The enterprises that have moved to AI-assisted threat operations report detection and response time improvements measured in minutes rather than hours. That gap — between the 29-minute adversary breakout and the historical hours-long enterprise response — is exactly where the AI security platforms are competing for budget in 2026.

Frequently Asked Questions

What is enterprise security threat intelligence?

Enterprise security threat intelligence is the collection, analysis, and application of data about adversaries, attack methods, and vulnerability exploitation to help organizations detect threats faster and respond more effectively. Modern platforms correlate signals across endpoint, network, cloud, and identity data using AI to generate actionable intelligence rather than raw indicator lists.

How fast are enterprise cyberattacks in 2026?

The average eCrime breakout time — from initial access to lateral movement — dropped to 29 minutes in 2025, according to CrowdStrike’s 2026 Global Threat Report. The fastest observed intrusion had data exfiltration beginning within four minutes of initial access, and the fastest lateral movement was clocked at 27 seconds.

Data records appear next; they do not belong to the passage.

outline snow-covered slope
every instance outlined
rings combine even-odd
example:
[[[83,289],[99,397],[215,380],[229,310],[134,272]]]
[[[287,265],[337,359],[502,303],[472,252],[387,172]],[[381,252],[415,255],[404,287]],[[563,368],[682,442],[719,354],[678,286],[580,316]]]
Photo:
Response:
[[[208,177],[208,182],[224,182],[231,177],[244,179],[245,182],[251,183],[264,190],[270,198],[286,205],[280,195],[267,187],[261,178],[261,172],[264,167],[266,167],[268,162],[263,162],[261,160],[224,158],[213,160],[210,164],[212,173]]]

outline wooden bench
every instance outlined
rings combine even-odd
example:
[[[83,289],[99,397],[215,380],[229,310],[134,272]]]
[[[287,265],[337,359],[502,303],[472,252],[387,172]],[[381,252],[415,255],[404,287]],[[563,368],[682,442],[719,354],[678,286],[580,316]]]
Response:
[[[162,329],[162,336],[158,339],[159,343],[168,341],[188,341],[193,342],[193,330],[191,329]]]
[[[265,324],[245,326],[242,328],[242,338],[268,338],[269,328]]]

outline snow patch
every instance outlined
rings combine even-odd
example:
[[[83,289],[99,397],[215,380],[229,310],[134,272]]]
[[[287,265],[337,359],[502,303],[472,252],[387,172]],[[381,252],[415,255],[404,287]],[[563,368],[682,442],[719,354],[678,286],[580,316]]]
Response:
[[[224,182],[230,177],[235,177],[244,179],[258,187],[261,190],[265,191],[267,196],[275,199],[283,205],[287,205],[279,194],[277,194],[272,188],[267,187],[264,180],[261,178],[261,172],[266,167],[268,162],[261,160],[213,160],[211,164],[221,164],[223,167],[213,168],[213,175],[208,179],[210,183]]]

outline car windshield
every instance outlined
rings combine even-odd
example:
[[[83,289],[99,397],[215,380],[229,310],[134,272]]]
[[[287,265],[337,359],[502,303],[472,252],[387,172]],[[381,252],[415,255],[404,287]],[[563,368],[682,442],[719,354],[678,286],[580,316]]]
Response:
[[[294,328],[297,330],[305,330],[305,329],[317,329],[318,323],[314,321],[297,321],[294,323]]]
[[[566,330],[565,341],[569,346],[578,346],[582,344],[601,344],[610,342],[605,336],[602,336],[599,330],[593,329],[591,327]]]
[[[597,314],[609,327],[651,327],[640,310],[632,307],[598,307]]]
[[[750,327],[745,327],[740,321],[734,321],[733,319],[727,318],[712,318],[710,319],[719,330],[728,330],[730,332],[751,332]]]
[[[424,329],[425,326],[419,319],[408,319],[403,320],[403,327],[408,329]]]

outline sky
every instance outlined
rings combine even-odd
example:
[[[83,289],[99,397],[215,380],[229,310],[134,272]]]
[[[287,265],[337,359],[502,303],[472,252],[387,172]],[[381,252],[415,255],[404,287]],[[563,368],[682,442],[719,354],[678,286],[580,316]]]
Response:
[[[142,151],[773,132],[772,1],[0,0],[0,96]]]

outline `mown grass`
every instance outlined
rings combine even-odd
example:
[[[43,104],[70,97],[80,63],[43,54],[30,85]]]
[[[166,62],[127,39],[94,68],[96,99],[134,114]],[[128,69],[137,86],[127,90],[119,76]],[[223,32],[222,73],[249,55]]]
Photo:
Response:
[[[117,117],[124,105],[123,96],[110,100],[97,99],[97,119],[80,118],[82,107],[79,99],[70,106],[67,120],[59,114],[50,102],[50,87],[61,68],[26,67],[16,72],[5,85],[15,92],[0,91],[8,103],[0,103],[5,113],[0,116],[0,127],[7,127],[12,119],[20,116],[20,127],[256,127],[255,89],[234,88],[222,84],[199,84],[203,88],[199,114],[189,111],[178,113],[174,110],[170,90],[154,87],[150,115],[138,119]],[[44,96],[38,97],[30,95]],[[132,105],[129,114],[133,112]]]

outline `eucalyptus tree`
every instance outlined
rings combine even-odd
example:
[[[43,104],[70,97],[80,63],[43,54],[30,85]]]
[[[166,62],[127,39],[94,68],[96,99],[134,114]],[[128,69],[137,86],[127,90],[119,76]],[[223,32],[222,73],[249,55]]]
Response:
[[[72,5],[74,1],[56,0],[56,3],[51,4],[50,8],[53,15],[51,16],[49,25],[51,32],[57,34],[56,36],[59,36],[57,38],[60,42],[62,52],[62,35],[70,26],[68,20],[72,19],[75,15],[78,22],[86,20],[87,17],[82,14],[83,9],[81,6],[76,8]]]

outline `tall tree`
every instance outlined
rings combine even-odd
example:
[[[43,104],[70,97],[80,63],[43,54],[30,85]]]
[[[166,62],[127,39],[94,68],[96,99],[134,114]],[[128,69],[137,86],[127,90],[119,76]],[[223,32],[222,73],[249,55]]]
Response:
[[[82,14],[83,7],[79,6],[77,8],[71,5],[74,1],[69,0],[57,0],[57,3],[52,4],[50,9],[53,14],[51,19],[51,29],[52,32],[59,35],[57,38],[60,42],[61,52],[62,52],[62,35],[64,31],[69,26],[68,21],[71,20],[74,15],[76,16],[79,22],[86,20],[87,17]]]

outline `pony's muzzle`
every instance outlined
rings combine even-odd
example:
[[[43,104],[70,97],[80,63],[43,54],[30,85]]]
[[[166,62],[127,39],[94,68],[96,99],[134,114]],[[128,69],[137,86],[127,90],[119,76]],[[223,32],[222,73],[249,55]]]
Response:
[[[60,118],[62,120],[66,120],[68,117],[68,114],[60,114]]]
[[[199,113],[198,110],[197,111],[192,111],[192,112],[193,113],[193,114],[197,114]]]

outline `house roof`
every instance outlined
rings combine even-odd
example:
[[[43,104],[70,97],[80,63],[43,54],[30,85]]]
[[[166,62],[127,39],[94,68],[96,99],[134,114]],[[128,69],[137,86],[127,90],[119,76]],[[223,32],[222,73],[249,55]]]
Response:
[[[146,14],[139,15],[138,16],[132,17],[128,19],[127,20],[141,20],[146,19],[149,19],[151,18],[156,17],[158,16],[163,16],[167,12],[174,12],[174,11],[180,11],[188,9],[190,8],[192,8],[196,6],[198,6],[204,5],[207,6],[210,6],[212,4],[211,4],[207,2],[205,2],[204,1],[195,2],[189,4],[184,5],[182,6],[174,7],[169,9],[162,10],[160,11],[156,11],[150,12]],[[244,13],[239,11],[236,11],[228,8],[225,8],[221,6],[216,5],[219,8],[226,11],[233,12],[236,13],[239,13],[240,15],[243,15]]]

What is CrowdStrike Charlotte AI?

Charlotte AI is CrowdStrike’s conversational AI capability within the Falcon platform. It allows security analysts to query threat data using natural language, translates questions into CrowdStrike Query Language (CQL), and generates incident summaries. CrowdStrike and IBM have integrated Charlotte AI with IBM’s ATOM autonomous SOC orchestration engine for coordinated machine-speed investigation.

What are the main enterprise threat intelligence platforms in 2026?

The leading platforms are CrowdStrike Falcon (with Charlotte AI), Microsoft Sentinel, Splunk Enterprise Security with SOAR and Intelligence Management, and IBM QRadar with Watsonx AI. All four have added AI-powered alert triage, investigation assistance, and automated response to their core SIEM capabilities.

How large is the threat intelligence market in 2026?

The threat intelligence market reached approximately $15.83 billion in 2026, growing from $13.48 billion in 2025 at a 17.4% compound annual growth rate. The broader AI in cybersecurity market was valued at $25.53 billion in 2026 and is projected to reach $50.83 billion by 2031.